Nesta segunda-feira, por exemplo, é dia da criança. As manchetes são sempre as mesmas, voltadas para as expectativas ou frustrações do comércio. E a criança? Como a sua maioria vive na ilha? Há espaço para ela brincar? Onde? E o idoso, cujo dia foi comemorado há duas semanas? Há lugares onde ele possa passar o dia, alegrar-se, divertir-se? E o jovem, de 15 a 24 anos, que também tem data para que sejam estimulados a comprar e comprar? O que eles podem fazer na Ilha, exceto à noite nos bares, shows e restaurantes? A mídia não se preocupa com a felicidade do cidadão, preferindo trabalhar os extremos: a violência e a intimidade de ídolos. O povo serve apenas de leitor.

A campanha contra o crack é excelente, sem dúvida. Bela iniciativa da RBS. Mas por que os jornais, rádios e emissoras de televisão, de modo geral, não exibem o cenário de degradação social de favelas, mostrando a causa de tantos jovens se degenerarem no mundo do crime? Você, leitor, tem idéia de quantos jovens estão ociosos na Ilha? No Brasil, segundo dados que o IBGE revelou na última quarta-feira, são mais de 1,3 milhão de jovens que não têm nada o que fazer durante o dia. Em Florianópolis, não são poucos os ociosos, considerando que há 60 bolsões de pobreza com grande concentração de crianças e jovens. Por que os governos permitem-se conviver com mais de 80 mil pessoas residindo em áreas promíscuas dominadas pelo tráfico de drogas somente em Florianópolis?

A mídia não pode deixar de abordar e discutir esses paradoxos, porque entendo o seu papel como um instrumento de defesa da sociedade democrática, que busca na igualdade a forma de sobreviver às intempéries de um mundo desvairado, que se individualiza cada vez mais.

Entendo que os jornais, televisão e emissoras de rádio poderiam ajudar Florianópolis a se regenerar. O Jornal do Almoço, da RBS, o Jornal da TVBV da noite, o da Ric Record e do SBT local poderiam abrir espaços para a discussão dos graves problemas que deterioram a qualidade de vida da Grande Florianópolis. Não precisam focar apenas a Capital. Da mesma forma os jornais, que precisam fugir ao óbvio e começar a produzir reportagens de profundidade sobre as questões sérias do crescimento da região. Não se justifica mais abordar diariamente a violência sem questionar a vulnerabilidade do sistema de segurança, principalmente o prisional. E Não adianta produzir uma ou duas matérias. O importante é estabelecer cobranças permanentes, instituindo prazo para o governo resolver o problema. Assim também em relação às cidades. A mídia não pode se limitar ao disse não disse, sem exercer a crítica à omissão e aos erros das prefeituras.

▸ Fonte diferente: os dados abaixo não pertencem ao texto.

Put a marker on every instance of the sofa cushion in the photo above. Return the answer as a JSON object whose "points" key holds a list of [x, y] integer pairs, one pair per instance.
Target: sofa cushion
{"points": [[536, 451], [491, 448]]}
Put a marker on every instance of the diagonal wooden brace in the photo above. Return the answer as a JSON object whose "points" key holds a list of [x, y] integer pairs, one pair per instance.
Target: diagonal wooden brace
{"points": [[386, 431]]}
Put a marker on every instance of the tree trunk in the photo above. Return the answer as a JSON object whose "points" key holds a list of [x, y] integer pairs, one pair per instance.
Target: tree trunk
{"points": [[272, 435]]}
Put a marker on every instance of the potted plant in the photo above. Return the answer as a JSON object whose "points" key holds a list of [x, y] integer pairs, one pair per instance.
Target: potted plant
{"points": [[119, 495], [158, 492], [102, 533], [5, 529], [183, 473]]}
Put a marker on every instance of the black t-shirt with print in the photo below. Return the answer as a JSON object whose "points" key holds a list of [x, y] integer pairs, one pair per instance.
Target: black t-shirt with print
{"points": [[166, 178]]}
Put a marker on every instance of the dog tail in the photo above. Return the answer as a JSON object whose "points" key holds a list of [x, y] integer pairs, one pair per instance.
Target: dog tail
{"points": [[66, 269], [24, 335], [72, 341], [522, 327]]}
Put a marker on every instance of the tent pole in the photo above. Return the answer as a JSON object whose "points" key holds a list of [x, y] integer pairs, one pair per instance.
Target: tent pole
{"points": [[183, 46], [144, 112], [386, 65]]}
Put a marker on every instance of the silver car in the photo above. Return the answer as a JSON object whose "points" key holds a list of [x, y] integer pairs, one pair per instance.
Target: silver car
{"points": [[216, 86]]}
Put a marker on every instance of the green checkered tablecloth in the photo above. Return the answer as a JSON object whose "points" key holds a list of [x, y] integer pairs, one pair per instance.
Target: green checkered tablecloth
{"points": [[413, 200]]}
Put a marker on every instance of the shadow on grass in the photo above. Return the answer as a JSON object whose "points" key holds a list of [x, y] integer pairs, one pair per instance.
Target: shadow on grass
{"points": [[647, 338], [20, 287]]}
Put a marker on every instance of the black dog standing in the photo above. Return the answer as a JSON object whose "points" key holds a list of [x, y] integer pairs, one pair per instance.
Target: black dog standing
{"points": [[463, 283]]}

O leitor, por exemplo, já sabe o que a imprensa vai abordar nessa temporada de verão. E sabe por quê? Os problemas são os mesmos e os veículos de comunicação de massa não cobram as soluções. O rio do Brás e outros continuam lançando cocô in natura nas praias do norte da Ilha; os buracos da SC-401 só serão tapados quando o movimento de turistas estiver intenso; os turistas vão lotar os shoppings quando o dia estiver nublado ou chuvoso, enfim, mais uma temporada para o turista exigente querer esquecer e nunca mais voltar.

Bem, em 2010, o filme será repetido. E dublado.